Perhaps this was a good calendar to follow before digital advertising, but now that so much of the budget is spent in digital, media planning calendars really should be reconsidered. Colleges and Universities need to think beyond the academic year and create an historical relationship with leads/prospective students.

 

Just because Universities are hyper focused on making things happen during the academic year doesn’t mean their potential audience is too. Sometimes the best time for an executive or employed manager to do research is during the summer. Their job slows down a little, more people are off, and they can finally breathe. This is when they begin to think about their career and any future moves they can make to insure success.

 

The way media plans run now, an executive looking for an MBA program may have a hard time finding information on a school in the summer months. They’d have to rely on search engines and ranking reports probably. They’re not going to be actively served a digital ad if schools are dark during the summer.

 

We feel that all marketers should create a relationship with their prospects throughout the lifecycle. In academia, this lifecycle is extremely long. It can go on for years between the first interest and actually doing an application. Not just a one hit wonder….if you’re lucky enough to get a prospect to click on your ad, you should not only jump up and down, you should create a plan that develops a relationship with that person.

 

You can do this through remarketing, social media, events and any number of direct/indirect tactics. Every school should have a remarketing campaign in place 12 months/year. Not just 9, all 12. This should be budgeted out for the entire year, every year. Did I say that enough? 12, not 9….just sayin’! This type of campaign will at least let you reach someone who comes to your site from another source other than just your ads. So if you do nothing else, keep your remarketing campaign going all year long.

 

Once they’ve gotten to your site, you want to keep “touching” them as much as possible. This prospect is a live lead; you need to nurture them.
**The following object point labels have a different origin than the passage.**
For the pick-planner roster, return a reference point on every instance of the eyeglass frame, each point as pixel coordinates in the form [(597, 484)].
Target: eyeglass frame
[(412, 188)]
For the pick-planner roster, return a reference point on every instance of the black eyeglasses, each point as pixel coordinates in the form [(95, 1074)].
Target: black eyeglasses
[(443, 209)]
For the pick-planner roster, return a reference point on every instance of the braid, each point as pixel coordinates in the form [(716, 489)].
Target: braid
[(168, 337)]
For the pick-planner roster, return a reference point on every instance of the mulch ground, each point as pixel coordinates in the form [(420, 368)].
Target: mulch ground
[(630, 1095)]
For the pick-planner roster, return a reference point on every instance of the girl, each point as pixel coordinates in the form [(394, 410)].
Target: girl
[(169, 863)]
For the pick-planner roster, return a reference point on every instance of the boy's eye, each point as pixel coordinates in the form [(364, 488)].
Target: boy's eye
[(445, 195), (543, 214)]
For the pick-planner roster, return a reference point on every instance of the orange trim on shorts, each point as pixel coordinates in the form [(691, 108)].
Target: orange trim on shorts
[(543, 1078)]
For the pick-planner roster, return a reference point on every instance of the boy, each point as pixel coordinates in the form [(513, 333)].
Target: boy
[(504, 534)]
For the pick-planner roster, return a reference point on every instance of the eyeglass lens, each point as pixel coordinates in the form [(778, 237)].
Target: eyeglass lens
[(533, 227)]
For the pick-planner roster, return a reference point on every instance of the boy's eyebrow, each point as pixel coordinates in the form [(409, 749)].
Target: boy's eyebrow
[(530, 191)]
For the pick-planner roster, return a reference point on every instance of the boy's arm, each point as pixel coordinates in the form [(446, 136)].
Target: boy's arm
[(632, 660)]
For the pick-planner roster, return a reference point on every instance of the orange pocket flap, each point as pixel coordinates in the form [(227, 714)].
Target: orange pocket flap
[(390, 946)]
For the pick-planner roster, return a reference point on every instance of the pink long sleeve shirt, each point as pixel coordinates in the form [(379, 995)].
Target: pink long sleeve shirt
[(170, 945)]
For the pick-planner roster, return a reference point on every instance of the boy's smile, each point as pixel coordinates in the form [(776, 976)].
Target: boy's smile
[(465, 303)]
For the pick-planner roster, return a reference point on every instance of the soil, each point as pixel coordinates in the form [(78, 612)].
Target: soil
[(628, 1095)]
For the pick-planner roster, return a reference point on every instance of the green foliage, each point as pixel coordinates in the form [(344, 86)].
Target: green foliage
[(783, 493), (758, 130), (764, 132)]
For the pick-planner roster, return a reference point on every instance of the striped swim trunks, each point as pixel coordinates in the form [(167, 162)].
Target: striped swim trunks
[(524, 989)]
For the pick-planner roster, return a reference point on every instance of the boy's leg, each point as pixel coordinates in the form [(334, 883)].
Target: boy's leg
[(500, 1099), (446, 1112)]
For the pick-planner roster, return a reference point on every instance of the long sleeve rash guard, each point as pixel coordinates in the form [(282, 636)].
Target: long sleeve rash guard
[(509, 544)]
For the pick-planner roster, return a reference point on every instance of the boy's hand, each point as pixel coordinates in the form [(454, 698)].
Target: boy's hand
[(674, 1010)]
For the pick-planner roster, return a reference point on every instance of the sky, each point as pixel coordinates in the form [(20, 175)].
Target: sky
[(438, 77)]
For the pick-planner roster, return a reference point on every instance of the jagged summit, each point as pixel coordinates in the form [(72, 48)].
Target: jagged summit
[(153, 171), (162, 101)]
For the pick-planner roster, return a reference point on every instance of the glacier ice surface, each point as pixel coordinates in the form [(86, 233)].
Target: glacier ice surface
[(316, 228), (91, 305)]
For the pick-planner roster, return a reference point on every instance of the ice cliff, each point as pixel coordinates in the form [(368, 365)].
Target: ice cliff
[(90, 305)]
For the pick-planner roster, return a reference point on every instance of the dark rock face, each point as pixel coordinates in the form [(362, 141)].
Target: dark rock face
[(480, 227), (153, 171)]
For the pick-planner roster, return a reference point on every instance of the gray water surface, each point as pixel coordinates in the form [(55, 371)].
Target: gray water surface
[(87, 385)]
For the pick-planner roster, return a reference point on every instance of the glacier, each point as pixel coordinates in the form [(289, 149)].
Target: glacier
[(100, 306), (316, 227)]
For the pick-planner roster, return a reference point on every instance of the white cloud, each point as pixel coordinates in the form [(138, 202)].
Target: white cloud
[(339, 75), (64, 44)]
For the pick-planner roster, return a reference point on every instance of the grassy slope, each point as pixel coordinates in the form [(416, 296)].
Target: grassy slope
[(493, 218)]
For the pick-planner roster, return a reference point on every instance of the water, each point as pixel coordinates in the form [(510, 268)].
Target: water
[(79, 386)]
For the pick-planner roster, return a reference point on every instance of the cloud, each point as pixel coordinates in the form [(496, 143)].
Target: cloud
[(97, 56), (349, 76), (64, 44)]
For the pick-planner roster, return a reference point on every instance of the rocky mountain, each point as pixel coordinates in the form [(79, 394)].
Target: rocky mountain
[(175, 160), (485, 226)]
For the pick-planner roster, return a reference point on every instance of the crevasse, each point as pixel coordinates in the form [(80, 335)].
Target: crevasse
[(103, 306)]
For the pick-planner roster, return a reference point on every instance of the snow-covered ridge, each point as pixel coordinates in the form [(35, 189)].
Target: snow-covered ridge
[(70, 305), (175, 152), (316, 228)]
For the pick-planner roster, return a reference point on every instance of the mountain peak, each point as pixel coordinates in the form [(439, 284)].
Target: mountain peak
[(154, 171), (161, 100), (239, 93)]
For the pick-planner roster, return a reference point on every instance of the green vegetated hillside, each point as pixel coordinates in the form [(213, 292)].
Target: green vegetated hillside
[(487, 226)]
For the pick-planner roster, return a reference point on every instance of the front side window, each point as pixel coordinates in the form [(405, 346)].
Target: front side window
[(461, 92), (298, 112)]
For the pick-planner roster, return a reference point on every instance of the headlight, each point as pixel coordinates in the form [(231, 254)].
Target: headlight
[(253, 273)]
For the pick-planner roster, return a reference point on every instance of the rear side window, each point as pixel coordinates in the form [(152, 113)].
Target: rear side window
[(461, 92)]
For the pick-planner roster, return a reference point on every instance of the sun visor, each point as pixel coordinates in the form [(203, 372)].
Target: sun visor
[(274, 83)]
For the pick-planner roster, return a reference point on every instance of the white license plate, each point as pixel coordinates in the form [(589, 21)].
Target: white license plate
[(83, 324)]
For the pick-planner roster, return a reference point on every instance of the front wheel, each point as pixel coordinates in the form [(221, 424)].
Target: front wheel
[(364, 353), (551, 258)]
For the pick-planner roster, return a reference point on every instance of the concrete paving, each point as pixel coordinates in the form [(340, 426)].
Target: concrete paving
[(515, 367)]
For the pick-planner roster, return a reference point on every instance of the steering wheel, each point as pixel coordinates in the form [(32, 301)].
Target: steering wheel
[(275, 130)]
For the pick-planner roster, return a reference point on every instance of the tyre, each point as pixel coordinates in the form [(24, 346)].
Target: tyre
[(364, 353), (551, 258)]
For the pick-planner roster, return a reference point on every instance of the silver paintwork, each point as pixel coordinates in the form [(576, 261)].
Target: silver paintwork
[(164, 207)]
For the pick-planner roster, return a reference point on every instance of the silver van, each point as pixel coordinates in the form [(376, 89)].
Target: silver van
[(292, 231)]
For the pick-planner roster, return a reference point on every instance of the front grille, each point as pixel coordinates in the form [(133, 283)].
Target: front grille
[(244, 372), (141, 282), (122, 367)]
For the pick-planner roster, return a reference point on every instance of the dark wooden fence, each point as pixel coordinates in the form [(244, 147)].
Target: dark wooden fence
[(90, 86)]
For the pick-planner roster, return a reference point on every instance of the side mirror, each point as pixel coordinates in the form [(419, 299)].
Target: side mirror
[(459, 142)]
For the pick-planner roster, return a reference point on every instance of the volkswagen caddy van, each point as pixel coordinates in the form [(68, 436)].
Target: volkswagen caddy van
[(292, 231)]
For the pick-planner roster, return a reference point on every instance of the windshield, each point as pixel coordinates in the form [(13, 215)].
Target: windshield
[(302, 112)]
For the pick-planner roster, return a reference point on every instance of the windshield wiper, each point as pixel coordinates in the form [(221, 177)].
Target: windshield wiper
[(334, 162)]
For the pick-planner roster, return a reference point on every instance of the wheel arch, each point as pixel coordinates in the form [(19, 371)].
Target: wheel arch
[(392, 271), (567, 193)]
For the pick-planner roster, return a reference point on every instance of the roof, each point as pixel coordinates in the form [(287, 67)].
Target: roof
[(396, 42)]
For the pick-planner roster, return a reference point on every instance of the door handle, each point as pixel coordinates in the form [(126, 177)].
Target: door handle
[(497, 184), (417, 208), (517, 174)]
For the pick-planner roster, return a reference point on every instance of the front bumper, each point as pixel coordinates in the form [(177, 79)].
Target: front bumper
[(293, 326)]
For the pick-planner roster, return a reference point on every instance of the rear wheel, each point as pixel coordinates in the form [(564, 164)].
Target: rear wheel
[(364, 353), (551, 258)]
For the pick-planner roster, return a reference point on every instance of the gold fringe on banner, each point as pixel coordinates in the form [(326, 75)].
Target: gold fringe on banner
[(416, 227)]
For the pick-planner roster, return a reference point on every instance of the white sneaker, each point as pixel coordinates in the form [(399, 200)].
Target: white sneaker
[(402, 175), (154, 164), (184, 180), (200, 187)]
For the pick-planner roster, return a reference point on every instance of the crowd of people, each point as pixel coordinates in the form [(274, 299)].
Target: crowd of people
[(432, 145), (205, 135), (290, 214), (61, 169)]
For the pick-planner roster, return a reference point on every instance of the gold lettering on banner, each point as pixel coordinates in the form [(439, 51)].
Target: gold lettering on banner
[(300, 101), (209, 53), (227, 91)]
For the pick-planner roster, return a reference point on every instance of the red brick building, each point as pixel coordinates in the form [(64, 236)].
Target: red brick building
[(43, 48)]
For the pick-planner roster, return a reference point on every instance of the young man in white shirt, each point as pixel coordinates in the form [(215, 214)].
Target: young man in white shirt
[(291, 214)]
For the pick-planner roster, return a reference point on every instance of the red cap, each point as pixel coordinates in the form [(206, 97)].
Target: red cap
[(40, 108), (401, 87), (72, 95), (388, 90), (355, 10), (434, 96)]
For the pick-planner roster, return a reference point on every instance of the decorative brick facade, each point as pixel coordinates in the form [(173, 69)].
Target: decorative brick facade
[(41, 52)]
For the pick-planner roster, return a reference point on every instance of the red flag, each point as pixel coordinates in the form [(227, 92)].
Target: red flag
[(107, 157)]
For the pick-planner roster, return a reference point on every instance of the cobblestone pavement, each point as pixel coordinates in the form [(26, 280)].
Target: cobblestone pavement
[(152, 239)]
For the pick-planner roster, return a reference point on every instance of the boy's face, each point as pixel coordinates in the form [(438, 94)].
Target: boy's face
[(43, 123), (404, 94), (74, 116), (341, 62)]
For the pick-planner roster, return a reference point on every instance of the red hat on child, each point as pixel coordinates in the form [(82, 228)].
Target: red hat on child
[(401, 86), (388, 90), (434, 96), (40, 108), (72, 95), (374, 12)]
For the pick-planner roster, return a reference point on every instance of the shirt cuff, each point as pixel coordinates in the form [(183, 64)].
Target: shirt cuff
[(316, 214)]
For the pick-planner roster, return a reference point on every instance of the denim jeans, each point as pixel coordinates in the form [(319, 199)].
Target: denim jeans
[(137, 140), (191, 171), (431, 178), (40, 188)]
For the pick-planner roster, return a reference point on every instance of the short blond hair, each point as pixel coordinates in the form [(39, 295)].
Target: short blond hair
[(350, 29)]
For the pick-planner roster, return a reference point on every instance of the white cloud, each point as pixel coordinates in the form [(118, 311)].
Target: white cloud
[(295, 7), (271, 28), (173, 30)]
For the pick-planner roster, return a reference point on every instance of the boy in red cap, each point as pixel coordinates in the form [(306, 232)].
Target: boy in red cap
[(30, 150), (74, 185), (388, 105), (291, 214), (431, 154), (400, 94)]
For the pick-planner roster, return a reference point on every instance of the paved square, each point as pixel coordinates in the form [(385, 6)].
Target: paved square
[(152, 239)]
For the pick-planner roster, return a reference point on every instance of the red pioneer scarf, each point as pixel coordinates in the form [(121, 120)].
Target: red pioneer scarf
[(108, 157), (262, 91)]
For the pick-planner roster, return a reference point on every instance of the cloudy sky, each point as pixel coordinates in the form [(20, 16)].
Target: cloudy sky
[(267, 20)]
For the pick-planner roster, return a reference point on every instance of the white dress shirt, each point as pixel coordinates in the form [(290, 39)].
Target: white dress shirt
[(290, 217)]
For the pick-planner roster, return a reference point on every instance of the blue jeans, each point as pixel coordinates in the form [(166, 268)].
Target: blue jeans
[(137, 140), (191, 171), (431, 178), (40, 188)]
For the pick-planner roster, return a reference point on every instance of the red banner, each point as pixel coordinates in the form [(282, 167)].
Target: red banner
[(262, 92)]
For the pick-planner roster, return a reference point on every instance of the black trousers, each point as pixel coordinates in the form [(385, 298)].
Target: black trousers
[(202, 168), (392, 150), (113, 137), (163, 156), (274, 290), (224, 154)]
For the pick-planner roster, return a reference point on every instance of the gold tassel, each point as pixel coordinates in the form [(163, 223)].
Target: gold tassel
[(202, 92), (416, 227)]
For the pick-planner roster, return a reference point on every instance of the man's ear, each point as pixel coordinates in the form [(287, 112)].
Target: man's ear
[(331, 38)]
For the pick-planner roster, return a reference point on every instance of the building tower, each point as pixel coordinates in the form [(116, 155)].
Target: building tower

Don’t stalk them or hound them, but deliver valuable information that they can use to make their school choice. Entertain them, inform them, but the ultimate goal should be to meet them or at least have a phone conversation.

 

Depending on the Call to Action (CTA) you may collect their email address or phone number. Your ads should always request action. This could be in the form of downloading a white paper, attending an information session or just to be added to a mailing list. Once you have this information, plan out a strategy to keep the communication lines open. Maybe they missed the info session they signed up for (things happen, they could definitely still be interested!) so keep feeding them future info session dates. Encourage them to follow your page on social media and make it easy for them. Send an email with icon links to all of your pages.

 

Speaking of social media, you need to keep this active. Don’t dip your toe in and try to keep it going….jump in the pool and do a canon ball! Tell these people you’re here, you’re fun, your school is superior (and why) and continue the momentum of why this person ever contacted you in the first place! Even if they don’t follow your pages, send them interesting posts from your pages and keep trying. Make sure to cross-reference your emails as often as possible so you know who’s responding and who’s not. Don’t send someone a “please follow us on social media” email if they’ve already done so.

 

It’s important to treat advertising generated leads as an asset. Just as you would treat any other asset of your school, these leads need to be leveraged for a return. These leads cost money. They’re a purchase you’ve made with your ad dollar. It’s just silly not to have a plan in place that maximizes the return on your investment. Think outside the academic year and make that plan 12 months.